Quote:
Originally Posted by Cotton Hill
These teams used to be pretty evenly matched.
Not sure why Navy can consistently field a decent team and Army fields a crummy one.
A few reasons, I think. The Iraq and Afghanistan wars really decimated Army's recruiting in ways it didn't for Navy and Air Force--being in a boat or plane is rightly perceived as being safer than dodging IEDs while leading combat patrols against an insurgency. This shrank an already limited recruiting pool (entry standards to the academy are quite stringent) that had consisted of academically minded kids who were all-conference type players but otherwise had limited potential to play Division 1/FBS football.

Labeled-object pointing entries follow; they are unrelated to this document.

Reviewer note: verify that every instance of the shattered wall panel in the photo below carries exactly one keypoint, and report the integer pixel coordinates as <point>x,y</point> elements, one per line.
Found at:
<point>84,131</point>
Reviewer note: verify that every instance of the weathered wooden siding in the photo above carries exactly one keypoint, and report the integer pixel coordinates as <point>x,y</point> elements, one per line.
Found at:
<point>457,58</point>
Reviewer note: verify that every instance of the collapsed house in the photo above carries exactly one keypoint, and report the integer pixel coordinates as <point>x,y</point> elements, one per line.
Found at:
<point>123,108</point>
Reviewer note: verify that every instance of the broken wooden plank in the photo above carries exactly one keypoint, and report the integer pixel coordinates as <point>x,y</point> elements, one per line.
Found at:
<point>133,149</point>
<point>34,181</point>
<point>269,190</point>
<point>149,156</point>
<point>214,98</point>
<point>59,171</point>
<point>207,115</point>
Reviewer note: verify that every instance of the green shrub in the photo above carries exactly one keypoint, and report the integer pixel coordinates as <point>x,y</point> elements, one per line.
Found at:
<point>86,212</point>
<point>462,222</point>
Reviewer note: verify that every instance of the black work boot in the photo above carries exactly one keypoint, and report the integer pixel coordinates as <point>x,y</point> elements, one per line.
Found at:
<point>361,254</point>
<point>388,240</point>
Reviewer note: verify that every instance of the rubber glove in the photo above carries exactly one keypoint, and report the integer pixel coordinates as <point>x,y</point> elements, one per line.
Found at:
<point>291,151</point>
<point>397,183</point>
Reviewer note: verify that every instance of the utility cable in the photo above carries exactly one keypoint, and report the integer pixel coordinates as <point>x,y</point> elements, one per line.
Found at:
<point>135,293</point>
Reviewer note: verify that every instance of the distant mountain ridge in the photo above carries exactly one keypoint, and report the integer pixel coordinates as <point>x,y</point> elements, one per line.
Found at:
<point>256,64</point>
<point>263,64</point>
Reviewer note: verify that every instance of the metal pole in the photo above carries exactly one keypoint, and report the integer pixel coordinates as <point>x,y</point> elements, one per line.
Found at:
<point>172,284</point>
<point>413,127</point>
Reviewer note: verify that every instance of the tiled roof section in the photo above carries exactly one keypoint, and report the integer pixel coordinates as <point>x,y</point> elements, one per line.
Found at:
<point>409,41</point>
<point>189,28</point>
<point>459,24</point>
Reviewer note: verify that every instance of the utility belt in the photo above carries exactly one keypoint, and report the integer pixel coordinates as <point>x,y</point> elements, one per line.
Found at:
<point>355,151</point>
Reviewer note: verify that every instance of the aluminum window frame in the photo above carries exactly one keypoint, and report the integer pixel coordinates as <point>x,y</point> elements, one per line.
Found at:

There was also an unfortunate string of coaches who moved away from triple option. A conventional, single back offense just doesn't work when you're outweighed by 50 lbs/player on the line. A traditional offense also meant that opposing teams had to spend very little practice time preparing to play Army, whereas the triple option forces teams to spend time practicing on how to stop it (blow your assignments against a triple option attack and you'll get gashed at 12-14 yard clips).
While Army has had a poor year (lots of injuries), I feel pretty good that Jeff Monken (a Paul Johnson disciple) will get things turned around eventually. There's a deeply entrenched culture of losing in the program that regrettably won'd disappear overnight.
Also, huge credit to Navy for putting together 8ish win seasons over the last ten years, which is a pretty impressive ceiling for a service academy.